Resource Image

Data Management in Excel and R using National Ecological Observatory Network's (NEON) Small Mammal Data

Author(s): Marguerite Mauritz1, Sarah McCord2

1. University of Texas at El Paso 2. USDA ARS Jornada Experimental Range

1584 total view(s), 1582 download(s)

Summary:
Students use small mammal data from the National Ecological Observatory Network to understand necessary steps of data management from data collection to data analysis by re-organising excel sheets in an R-compatible format and doing basic analysis…

more

Students use small mammal data from the National Ecological Observatory Network to understand necessary steps of data management from data collection to data analysis by re-organising excel sheets in an R-compatible format and doing basic analysis in R

Description

Background

Undergraduate STEM students are graduating into professions that require them to manage and work with data at many points of a data management life cycle. Within ecology, students are presented not only with many opportunities to collect data themselves, but increasingly to access and use public data collected by others. This activity introduces the basic concept of data management, spreadsheet management, and metadata to allow meaningful data analysis. The accompanying presentation materials mention the importance of considering long-term data storage and data analysis using public data.

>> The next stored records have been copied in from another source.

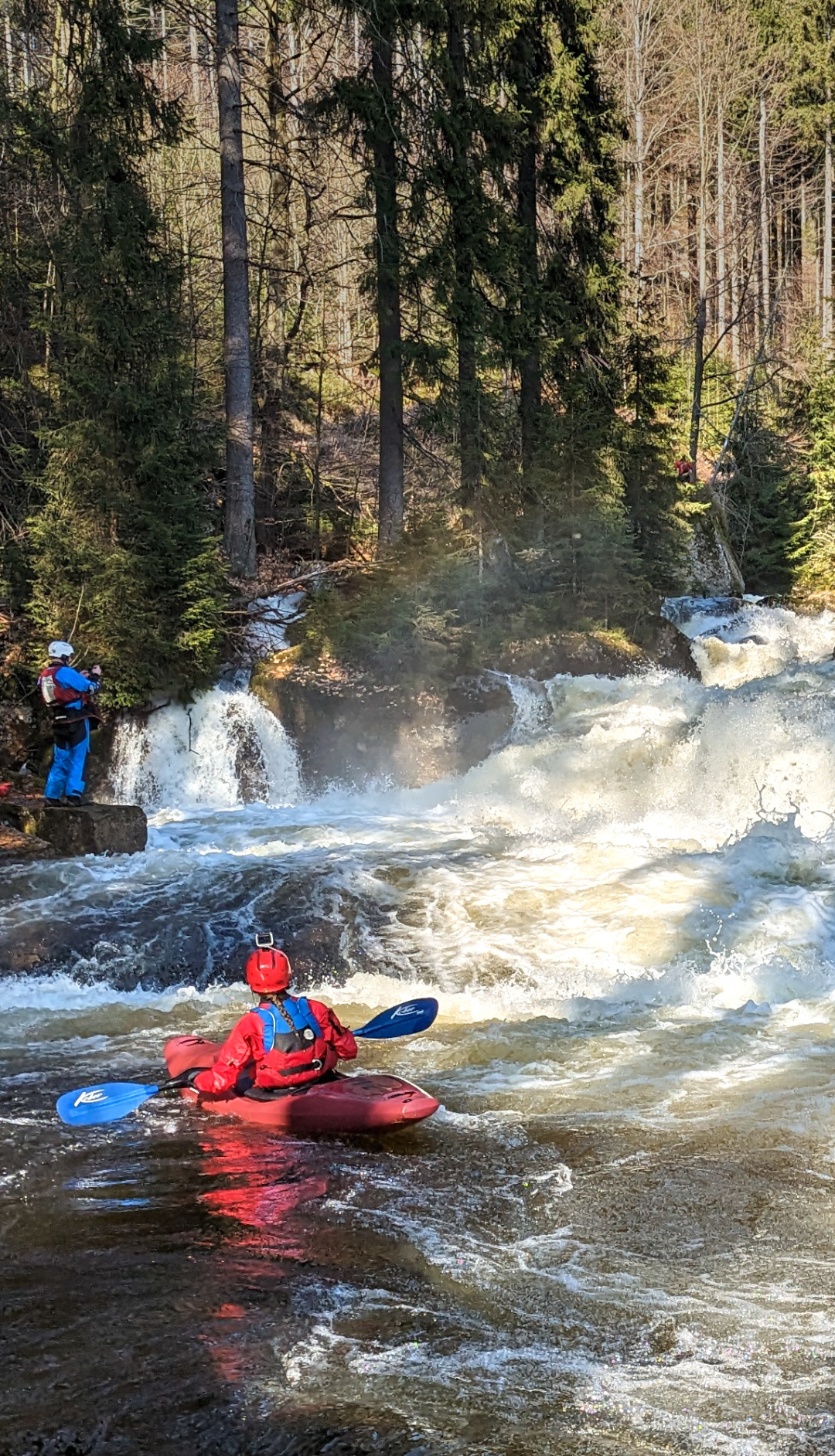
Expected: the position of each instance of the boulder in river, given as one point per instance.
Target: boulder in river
(94, 828)
(18, 848)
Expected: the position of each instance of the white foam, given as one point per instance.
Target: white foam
(225, 749)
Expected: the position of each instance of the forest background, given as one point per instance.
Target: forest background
(537, 304)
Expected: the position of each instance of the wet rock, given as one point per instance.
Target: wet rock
(350, 728)
(16, 846)
(608, 654)
(315, 953)
(15, 734)
(94, 828)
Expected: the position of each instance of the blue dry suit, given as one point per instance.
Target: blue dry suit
(72, 739)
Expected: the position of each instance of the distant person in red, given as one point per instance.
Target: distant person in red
(285, 1043)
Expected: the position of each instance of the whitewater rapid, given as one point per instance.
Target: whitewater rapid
(619, 1228)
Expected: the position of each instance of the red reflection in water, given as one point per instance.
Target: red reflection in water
(265, 1186)
(263, 1182)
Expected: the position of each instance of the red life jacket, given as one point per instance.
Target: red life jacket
(295, 1049)
(54, 693)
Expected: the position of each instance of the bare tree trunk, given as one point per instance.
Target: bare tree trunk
(530, 312)
(387, 220)
(164, 38)
(698, 380)
(721, 229)
(194, 62)
(764, 239)
(271, 355)
(734, 291)
(826, 284)
(639, 174)
(240, 526)
(462, 312)
(9, 53)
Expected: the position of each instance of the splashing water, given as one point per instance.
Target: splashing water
(617, 1235)
(225, 749)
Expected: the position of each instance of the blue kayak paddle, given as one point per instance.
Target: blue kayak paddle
(85, 1107)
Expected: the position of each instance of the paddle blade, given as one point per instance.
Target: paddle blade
(401, 1021)
(102, 1104)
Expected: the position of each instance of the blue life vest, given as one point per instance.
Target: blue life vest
(298, 1012)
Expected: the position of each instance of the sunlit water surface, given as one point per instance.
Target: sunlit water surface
(617, 1233)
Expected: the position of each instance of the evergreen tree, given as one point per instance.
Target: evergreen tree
(121, 555)
(657, 500)
(815, 539)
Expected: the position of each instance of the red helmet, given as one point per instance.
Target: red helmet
(268, 970)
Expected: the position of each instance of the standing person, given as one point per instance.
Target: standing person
(286, 1042)
(69, 695)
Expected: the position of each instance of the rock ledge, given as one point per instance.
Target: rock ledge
(94, 828)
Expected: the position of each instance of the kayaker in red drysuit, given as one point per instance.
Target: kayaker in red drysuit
(286, 1042)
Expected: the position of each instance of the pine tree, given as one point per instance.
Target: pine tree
(657, 502)
(121, 555)
(815, 538)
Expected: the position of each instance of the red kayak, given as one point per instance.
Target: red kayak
(349, 1104)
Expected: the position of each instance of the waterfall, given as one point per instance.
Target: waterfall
(222, 750)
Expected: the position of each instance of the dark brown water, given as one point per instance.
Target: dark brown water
(617, 1235)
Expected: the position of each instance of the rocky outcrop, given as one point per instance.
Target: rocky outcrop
(88, 828)
(19, 848)
(350, 728)
(95, 828)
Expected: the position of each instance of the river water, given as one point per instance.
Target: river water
(617, 1233)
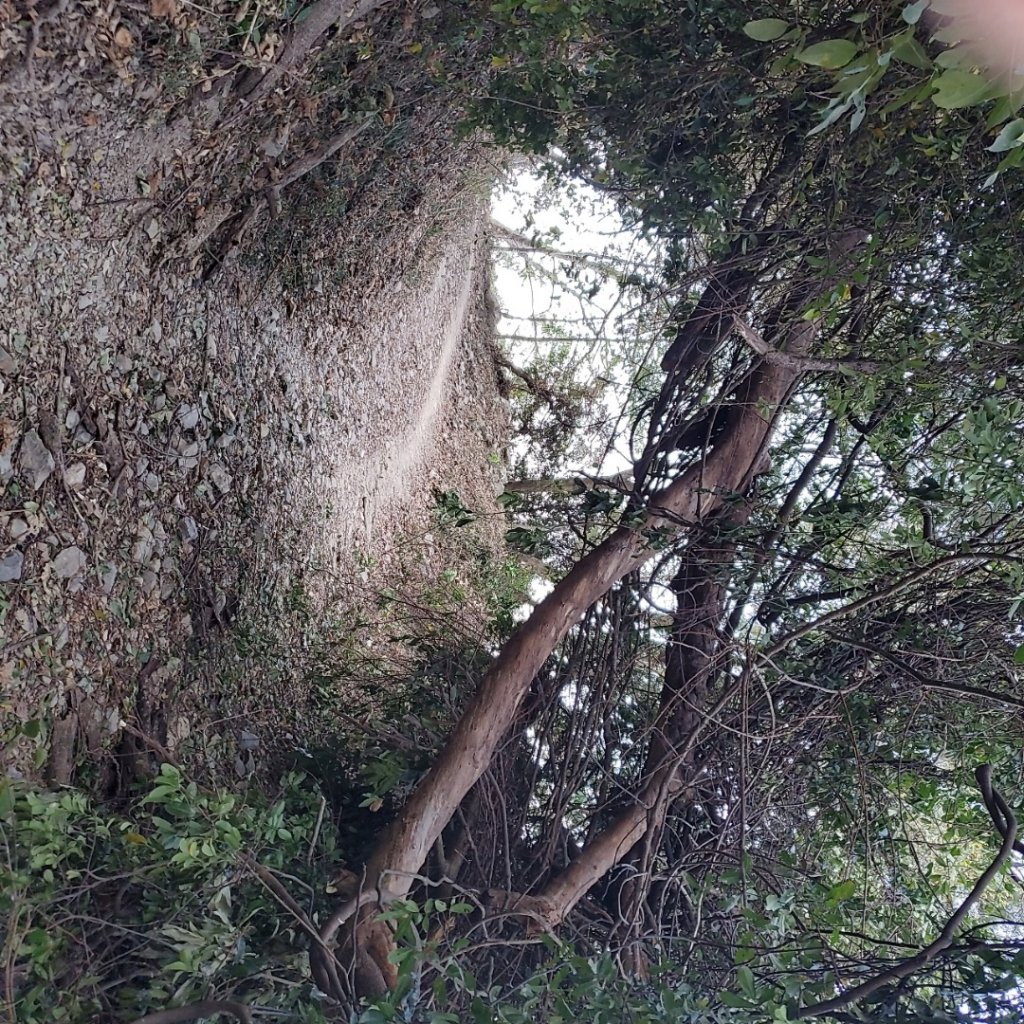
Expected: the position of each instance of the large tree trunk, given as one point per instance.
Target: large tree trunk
(700, 492)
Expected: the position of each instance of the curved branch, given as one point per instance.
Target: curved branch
(197, 1011)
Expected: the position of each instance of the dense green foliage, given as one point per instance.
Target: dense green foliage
(843, 634)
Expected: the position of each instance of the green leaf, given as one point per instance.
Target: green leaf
(744, 978)
(912, 11)
(842, 891)
(910, 51)
(764, 30)
(1010, 137)
(736, 1001)
(955, 89)
(830, 53)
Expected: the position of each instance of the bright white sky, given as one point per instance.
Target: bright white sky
(532, 287)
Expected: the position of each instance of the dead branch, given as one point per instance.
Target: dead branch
(320, 18)
(1006, 824)
(803, 363)
(197, 1011)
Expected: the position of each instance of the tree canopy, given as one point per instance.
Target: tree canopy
(756, 754)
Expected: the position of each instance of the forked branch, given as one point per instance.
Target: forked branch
(1006, 823)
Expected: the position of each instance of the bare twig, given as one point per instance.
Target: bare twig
(804, 363)
(1006, 823)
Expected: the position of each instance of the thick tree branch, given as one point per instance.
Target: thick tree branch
(1006, 823)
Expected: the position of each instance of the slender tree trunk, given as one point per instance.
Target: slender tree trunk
(701, 491)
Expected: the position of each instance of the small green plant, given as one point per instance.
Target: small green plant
(452, 512)
(161, 895)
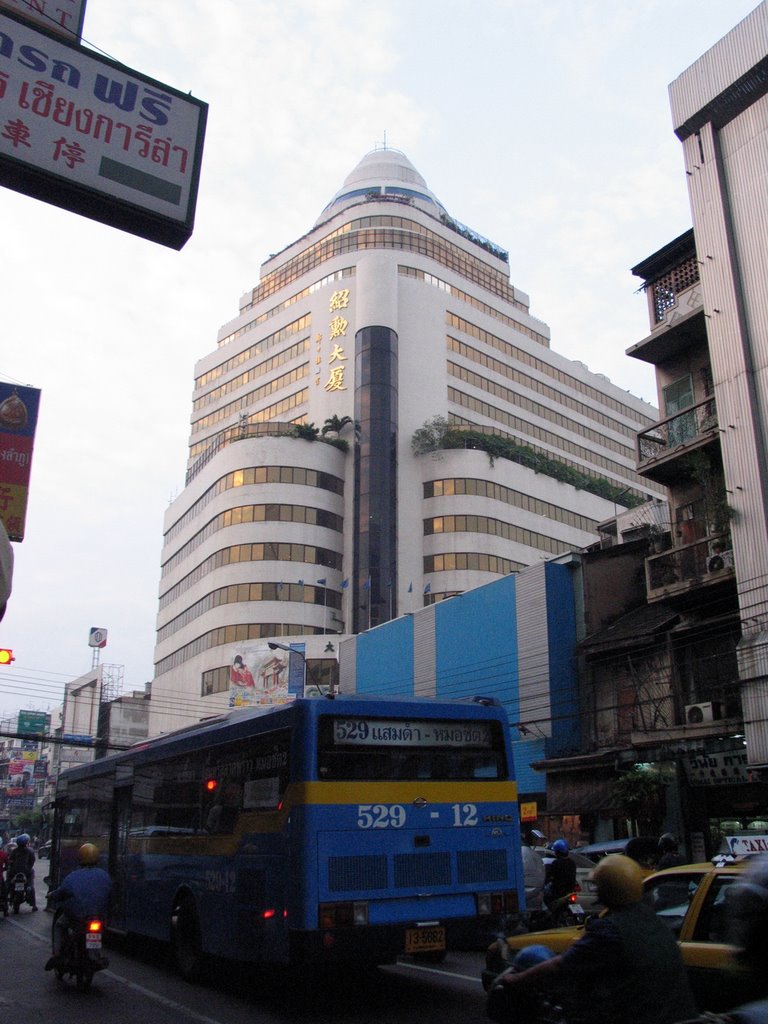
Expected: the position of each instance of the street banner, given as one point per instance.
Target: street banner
(18, 410)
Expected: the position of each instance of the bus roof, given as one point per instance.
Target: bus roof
(238, 722)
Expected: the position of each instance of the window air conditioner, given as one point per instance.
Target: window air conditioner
(720, 560)
(698, 714)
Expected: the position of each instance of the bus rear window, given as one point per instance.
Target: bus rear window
(422, 749)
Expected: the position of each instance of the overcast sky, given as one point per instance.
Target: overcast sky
(542, 124)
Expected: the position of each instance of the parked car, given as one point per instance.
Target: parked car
(690, 900)
(643, 849)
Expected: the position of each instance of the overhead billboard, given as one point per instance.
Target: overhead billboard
(90, 135)
(18, 409)
(62, 16)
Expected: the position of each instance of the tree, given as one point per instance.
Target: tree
(639, 794)
(306, 430)
(430, 436)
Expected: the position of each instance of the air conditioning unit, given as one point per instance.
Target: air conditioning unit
(710, 711)
(720, 560)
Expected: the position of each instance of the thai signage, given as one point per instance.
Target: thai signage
(18, 408)
(722, 768)
(92, 136)
(62, 16)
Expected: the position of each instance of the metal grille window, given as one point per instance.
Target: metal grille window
(667, 289)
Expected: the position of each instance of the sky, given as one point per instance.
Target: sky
(544, 125)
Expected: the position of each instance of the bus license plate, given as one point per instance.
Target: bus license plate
(419, 940)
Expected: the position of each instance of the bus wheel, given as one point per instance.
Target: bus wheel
(185, 940)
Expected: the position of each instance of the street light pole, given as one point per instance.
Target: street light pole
(308, 671)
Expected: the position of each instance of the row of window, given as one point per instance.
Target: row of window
(233, 634)
(268, 366)
(475, 560)
(497, 492)
(276, 412)
(457, 293)
(296, 327)
(271, 512)
(526, 429)
(299, 475)
(251, 398)
(239, 593)
(519, 400)
(330, 279)
(513, 352)
(267, 552)
(385, 232)
(494, 527)
(562, 399)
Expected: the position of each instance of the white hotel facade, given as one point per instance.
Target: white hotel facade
(387, 313)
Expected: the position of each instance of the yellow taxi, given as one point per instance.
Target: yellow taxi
(690, 899)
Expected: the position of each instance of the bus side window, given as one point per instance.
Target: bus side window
(222, 817)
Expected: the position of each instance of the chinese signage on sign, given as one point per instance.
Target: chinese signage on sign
(92, 136)
(62, 16)
(337, 328)
(18, 408)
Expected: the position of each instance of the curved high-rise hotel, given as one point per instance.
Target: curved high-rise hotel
(322, 496)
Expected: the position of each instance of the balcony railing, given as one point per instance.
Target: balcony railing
(700, 563)
(682, 429)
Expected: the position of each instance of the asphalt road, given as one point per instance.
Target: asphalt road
(140, 986)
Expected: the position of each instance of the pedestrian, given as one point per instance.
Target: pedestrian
(626, 968)
(23, 859)
(670, 855)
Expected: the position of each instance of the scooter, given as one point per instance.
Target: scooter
(81, 954)
(534, 1006)
(20, 891)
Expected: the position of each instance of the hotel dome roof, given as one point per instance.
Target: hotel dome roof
(385, 173)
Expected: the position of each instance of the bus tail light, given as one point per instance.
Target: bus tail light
(496, 903)
(343, 914)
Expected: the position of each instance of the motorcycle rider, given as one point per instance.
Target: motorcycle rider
(23, 859)
(84, 893)
(670, 855)
(559, 879)
(3, 881)
(626, 968)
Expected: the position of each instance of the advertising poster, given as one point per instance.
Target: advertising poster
(259, 676)
(18, 409)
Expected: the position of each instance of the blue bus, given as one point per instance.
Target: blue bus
(313, 833)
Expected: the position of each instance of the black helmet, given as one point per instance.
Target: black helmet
(747, 902)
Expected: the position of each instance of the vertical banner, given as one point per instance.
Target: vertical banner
(18, 409)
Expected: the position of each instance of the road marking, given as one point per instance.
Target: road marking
(163, 999)
(435, 970)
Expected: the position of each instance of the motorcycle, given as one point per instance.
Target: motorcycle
(20, 891)
(80, 956)
(530, 1007)
(565, 911)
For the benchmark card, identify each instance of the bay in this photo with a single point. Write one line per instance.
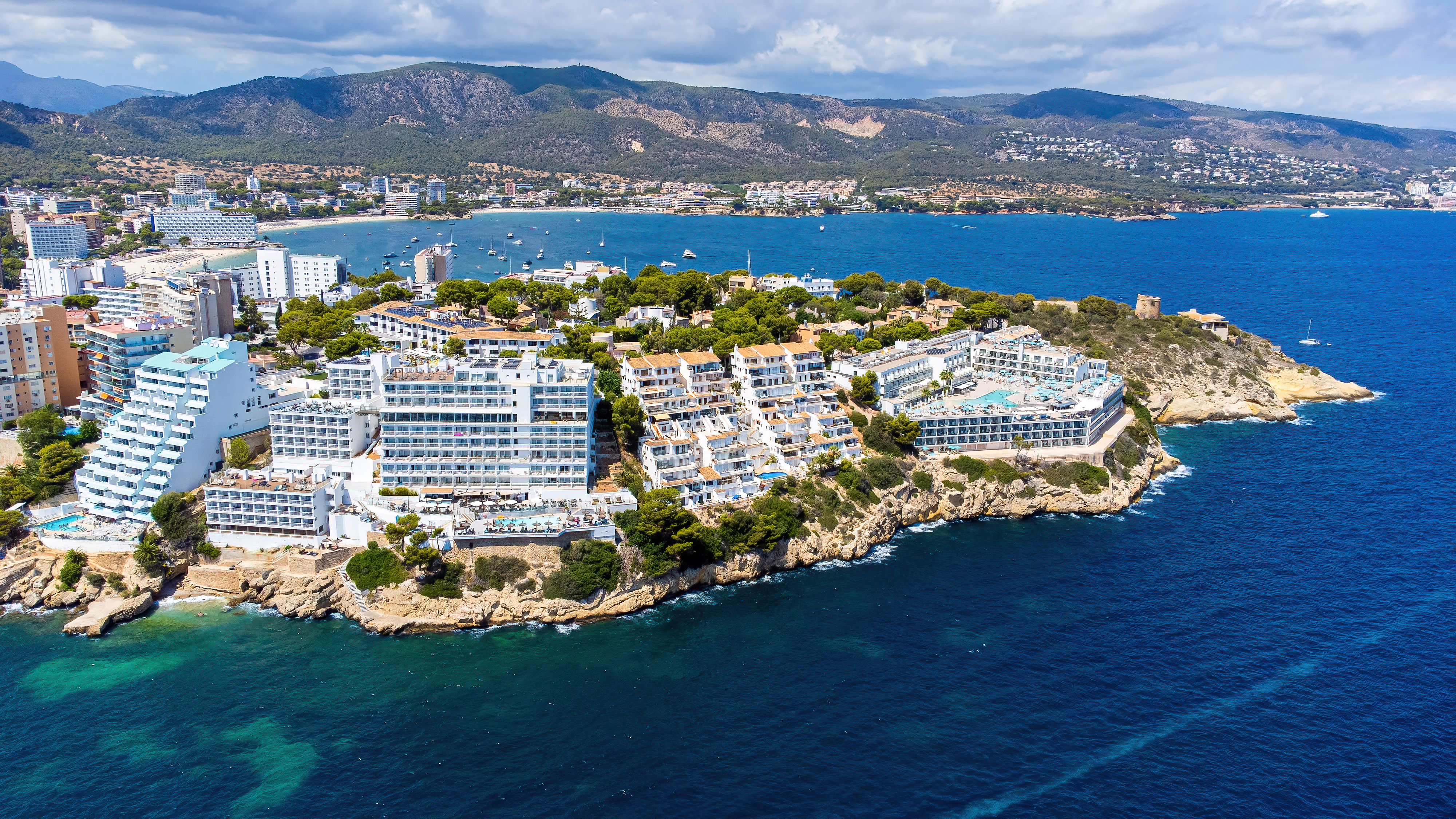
(1266, 634)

This data set is a subset of small mammal trapping data from the National Ecological Observatory Network (NEON). The accompanying lesson introduces students to proper data management practices including how data moves from collection to analysis. Students will do some manual preparation of messy spreadsheets with small datasets to prepare data in an R-compatible format. Students will then import data to R and do some preliminary data checks and a basic visualization. 

Students then use a much larger NEON dataset and metadata sheets to understand small mammal capturing methods. Students use the field protocol and metadata to navigate the data structure and then import the data to R for some data-checks and visualizations.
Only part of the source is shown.